The black ignored him and lunged forward, mouth agape. Their weight upset the ship, and they both slid into the bay before the diving griffaran could sink their claws into the stranger’s flanks. The big black struck him like an avalanche. Only the water, slowing his enemy’s limbs, kept him from being opened at the inner joint of his left saa.
A digging, rending grip caught him across the back. Not since he’d fought old King Gan in his bats’ cave did he feel such power. The only chance the Copper had was to make it to the surface where his guard could hit the big stranger from all sides. He pressed with his legs and broke the grip, losing more skin and scale in the process.
Whoever the stranger was, he hadn’t spent his youth in endless trials against other dragons. For all his strength, he fought rather clumsily, used to letting his size exhaust his prey.

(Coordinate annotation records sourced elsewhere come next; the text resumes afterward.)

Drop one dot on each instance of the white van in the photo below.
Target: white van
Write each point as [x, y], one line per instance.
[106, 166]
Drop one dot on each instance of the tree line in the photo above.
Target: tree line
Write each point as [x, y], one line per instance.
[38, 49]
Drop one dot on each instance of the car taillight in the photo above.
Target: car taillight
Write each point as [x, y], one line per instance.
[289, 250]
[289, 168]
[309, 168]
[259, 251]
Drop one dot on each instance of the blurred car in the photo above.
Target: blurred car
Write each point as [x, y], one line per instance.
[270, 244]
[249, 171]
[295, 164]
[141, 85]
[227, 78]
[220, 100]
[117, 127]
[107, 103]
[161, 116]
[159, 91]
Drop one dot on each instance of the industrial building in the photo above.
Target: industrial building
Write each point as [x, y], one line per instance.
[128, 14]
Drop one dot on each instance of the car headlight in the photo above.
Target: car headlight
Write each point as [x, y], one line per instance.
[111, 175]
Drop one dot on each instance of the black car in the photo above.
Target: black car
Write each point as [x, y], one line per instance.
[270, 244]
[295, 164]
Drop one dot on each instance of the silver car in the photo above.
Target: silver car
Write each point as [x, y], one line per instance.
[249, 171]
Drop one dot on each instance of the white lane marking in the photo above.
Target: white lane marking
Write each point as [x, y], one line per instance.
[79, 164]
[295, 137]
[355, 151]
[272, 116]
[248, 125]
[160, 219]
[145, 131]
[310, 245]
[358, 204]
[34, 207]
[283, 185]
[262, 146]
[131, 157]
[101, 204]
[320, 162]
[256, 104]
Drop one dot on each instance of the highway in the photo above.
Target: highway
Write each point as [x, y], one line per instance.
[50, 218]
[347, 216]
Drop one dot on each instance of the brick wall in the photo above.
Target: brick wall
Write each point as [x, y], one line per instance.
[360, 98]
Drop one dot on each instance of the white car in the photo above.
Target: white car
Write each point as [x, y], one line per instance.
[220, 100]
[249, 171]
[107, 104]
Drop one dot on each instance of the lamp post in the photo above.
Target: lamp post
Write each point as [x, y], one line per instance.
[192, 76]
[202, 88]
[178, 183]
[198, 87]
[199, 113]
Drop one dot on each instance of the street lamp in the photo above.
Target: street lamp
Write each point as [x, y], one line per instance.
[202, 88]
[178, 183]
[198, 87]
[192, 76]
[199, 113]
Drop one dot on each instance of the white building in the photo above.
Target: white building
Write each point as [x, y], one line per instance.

He should have coiled with his tail to secure his hold from the other direction.
The Copper lunged out of the water and the griffaran swooped down to meet him, letting out alarmed cries. A dragonelle circled above, crying out, but his ears had little but his only pounding pulse in them and he couldn’t distinguish her words.
He was halfway out, using the crusty creatures covering the bottom of the overturned ship for purchase, when the black’s head broke water. The black took a deep breath and shot a warning gout of flame at the frantic griffaran.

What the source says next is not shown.